Police have said they believe Maha Al-Shennag, 52, became distracted by something in the moments before the fatal crash in Greenacre, in Sydney's west, on Tuesday morning. It's understood one line of inquiry for crash investigators is a stray water bottle may have distracted Al-Shennag.
They will also closely examine her mobile phone and the wrecked Toyota Kluger for clues.
A police spokeswoman would not comment on the claims as the case was now before the courts.
Two eight-year-old boys were killed, while two eight-year-old girls, and a nine-year-old, were injured when the car crashed through the Banksia Rd Public School wall.
Al-Shennag was charged with dangerous driving occasioning death and negligent driving and bailed to appear at Bankstown Local Court on November 29.
One of her neighbours told The Daily Telegraph : "She was so kind to us when we moved in - she bought us food and welcomed us to the street. She's always so nice to everyone around her."
It is understood her husband died earlier this year.
After her arrest, her lawyer Nick Hanna said his client was "deeply sorry for the loss and hurt suffered by the children, the school, the families and the community".
He added: "Her thoughts and prayers are with all those affected."
Members of her family were photographed talking angrily with media who had gathered outside her Punchbowl home.
Earlier today a family member of one the students seriously injured in the crash told news.com.au she still hadn't been told her classmates were dead.
The relative said the girl had been in pain all night - but it was the emotional scars her loved ones feared the most.
"She still doesn't know her classmates passed away. She keeps asking about them," the relative said.
The family is delaying telling her the tragic news until she is stronger.
The injured eight-year-old had not slept much overnight due to the pain she was in and also due to the trauma she'd been through.
"She just had stomach and chest pain all night and didn't sleep well due to what happened - she's very frightened."
There were 24 children aged between seven and 11 in the year three classroom at the time the car crashed through the wall.
This morning upset children began leaving flowers and cards in tribute for their lost schoolmates.
"May Allah bless you, both will be missed always," one message said. "A good heart has stopped beating, a good soul has ascended to heaven," said another.
"God is with you fly high into heaven," one card said that was surrounded by flowers and soft toys.
The grandfather of one of the boys said on social media his grandson loved everyone and died alongside his best friend.
"My grandson is a six generation at this school, all prefect, captains, community leader, and dux last year … this was my last grandchild at this school who excelled as well," the grandfather said.
Inside the school gates, a police car stood in an almost empty car park while a security guard stopped other vehicles trying to enter.
The school reopened for any students who want to attend, with counsellors on site for support, however most students stayed away today.

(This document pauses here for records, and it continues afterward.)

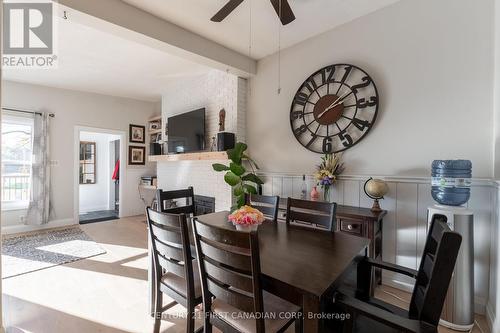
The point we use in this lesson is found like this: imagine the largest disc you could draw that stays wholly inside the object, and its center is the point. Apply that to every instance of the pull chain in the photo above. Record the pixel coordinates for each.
(279, 50)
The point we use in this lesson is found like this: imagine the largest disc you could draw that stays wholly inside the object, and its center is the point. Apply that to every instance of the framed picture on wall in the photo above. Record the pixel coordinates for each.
(137, 133)
(136, 155)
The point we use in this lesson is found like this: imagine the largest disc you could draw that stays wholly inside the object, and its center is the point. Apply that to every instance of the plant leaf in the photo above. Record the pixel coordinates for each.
(219, 167)
(240, 200)
(236, 153)
(232, 179)
(250, 189)
(252, 178)
(237, 169)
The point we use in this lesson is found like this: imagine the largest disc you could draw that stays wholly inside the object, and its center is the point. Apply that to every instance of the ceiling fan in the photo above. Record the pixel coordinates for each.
(286, 16)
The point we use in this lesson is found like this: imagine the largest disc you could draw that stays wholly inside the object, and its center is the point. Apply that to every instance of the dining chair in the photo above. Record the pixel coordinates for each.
(317, 213)
(267, 205)
(429, 293)
(175, 272)
(165, 197)
(233, 298)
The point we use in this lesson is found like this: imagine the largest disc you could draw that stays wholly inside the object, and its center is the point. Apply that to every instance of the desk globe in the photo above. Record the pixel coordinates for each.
(376, 189)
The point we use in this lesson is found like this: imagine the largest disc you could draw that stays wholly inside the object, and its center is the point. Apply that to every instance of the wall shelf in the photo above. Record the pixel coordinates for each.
(203, 156)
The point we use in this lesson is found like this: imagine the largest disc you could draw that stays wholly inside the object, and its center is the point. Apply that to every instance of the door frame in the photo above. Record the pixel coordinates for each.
(76, 165)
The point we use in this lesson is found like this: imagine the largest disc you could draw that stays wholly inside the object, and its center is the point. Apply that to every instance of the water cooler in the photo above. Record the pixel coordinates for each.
(451, 180)
(458, 311)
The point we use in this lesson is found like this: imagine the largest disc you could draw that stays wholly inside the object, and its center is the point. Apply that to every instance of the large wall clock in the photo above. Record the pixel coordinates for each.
(334, 109)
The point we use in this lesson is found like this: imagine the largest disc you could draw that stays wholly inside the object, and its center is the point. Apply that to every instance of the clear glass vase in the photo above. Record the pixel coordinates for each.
(326, 193)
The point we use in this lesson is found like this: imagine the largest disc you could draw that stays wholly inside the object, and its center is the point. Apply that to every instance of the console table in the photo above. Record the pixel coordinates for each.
(356, 221)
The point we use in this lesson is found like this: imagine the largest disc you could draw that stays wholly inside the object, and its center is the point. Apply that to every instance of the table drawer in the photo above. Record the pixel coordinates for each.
(352, 227)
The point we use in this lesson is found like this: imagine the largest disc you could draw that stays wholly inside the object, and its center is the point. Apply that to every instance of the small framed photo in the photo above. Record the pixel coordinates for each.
(137, 133)
(136, 155)
(155, 125)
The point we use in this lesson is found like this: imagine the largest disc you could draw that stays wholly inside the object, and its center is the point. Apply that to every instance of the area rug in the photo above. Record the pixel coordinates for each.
(36, 251)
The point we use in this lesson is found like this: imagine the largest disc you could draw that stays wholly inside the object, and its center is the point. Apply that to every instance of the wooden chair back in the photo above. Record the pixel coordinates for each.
(230, 268)
(162, 198)
(436, 268)
(268, 205)
(171, 249)
(311, 212)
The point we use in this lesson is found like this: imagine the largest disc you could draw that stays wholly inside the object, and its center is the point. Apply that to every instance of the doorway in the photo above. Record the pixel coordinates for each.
(98, 175)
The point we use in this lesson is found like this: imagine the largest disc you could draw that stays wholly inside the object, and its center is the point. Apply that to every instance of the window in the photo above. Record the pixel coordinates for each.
(87, 162)
(17, 152)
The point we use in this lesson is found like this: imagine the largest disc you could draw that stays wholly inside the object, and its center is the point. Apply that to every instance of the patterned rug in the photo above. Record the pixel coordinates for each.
(32, 252)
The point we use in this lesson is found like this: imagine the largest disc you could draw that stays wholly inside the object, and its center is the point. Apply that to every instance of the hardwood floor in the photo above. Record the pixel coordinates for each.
(107, 293)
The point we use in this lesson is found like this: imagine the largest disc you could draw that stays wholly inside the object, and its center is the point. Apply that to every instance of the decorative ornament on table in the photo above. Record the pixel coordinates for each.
(314, 194)
(237, 176)
(327, 173)
(376, 189)
(246, 218)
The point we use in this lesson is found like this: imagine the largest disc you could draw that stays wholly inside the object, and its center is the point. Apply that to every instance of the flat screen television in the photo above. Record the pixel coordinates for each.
(186, 132)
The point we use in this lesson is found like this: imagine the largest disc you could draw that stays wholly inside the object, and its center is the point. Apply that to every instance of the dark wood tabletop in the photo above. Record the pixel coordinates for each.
(300, 261)
(348, 211)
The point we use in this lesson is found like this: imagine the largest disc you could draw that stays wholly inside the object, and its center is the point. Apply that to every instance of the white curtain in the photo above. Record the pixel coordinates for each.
(39, 206)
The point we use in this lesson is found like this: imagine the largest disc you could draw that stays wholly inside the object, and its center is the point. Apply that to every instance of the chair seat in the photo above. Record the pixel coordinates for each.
(243, 322)
(366, 325)
(179, 284)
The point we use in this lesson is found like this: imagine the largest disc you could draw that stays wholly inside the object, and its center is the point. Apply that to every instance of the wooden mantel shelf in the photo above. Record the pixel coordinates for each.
(203, 156)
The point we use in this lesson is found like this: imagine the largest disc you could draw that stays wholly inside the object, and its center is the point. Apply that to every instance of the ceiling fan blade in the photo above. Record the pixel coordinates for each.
(287, 15)
(226, 10)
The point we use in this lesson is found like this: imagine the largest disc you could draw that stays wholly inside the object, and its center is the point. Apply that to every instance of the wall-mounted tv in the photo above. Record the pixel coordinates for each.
(186, 132)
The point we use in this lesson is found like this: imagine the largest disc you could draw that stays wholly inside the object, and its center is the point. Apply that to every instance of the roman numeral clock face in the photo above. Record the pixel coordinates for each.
(334, 109)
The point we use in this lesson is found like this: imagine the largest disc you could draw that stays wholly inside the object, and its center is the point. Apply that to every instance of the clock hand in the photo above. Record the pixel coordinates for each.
(334, 104)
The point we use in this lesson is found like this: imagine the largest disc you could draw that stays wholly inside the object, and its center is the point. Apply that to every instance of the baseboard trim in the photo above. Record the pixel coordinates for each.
(389, 279)
(16, 229)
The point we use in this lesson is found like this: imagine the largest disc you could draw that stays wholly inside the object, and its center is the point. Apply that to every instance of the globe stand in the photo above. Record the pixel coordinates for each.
(376, 207)
(376, 195)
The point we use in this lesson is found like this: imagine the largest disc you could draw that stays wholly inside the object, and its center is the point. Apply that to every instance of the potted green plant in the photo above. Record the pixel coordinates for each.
(242, 181)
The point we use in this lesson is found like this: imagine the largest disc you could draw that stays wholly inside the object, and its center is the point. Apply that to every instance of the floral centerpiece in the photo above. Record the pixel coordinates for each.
(327, 173)
(246, 218)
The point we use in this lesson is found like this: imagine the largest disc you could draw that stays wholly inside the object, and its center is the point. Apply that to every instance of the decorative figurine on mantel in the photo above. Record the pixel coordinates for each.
(225, 140)
(222, 120)
(327, 173)
(376, 189)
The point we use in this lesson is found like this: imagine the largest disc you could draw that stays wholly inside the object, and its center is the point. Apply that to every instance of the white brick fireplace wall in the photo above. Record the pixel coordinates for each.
(200, 175)
(213, 91)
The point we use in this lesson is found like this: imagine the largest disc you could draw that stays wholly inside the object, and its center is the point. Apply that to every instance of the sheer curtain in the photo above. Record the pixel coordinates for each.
(39, 206)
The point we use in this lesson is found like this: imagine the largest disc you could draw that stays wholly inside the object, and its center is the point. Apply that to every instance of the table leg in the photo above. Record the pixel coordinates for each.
(151, 281)
(312, 311)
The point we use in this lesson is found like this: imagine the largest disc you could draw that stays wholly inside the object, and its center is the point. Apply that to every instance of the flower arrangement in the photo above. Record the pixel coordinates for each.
(327, 172)
(246, 216)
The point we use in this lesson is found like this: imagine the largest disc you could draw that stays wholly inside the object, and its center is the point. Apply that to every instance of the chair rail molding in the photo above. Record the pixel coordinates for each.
(405, 226)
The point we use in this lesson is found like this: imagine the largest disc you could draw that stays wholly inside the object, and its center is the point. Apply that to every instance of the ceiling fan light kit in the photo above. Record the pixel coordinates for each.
(282, 8)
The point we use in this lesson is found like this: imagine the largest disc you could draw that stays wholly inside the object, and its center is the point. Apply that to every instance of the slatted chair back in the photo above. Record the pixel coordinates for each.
(436, 268)
(163, 197)
(230, 268)
(266, 204)
(170, 246)
(311, 212)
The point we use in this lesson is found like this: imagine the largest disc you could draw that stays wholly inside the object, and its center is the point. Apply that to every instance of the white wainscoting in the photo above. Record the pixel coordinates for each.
(405, 226)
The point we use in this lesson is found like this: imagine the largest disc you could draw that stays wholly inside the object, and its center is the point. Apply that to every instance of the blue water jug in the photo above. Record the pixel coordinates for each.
(451, 180)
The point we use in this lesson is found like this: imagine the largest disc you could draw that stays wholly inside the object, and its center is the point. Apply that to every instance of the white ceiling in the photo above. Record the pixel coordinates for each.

Isaac Tayba, who rushed to the school where his nephew is a Year 3 student, yesterday said it was a tragedy to see what happened.
"It was a difficult moment, we all left our jobs and rushed here," Mr Tayba said.
"You've got mothers over there fainting, you've got paramedics dealing with all the mothers and everyone is just nervous that it's their child."
"Apparently I think she (the driver) drove in there and instead of maybe pressing the brake, she might have hit the accelerator."
Acing Assistant Commissioner Stuart Smith said the incident was not being treated as intentional.
He said forensic staff would "methodically" pore over the car to try and determine what went wrong.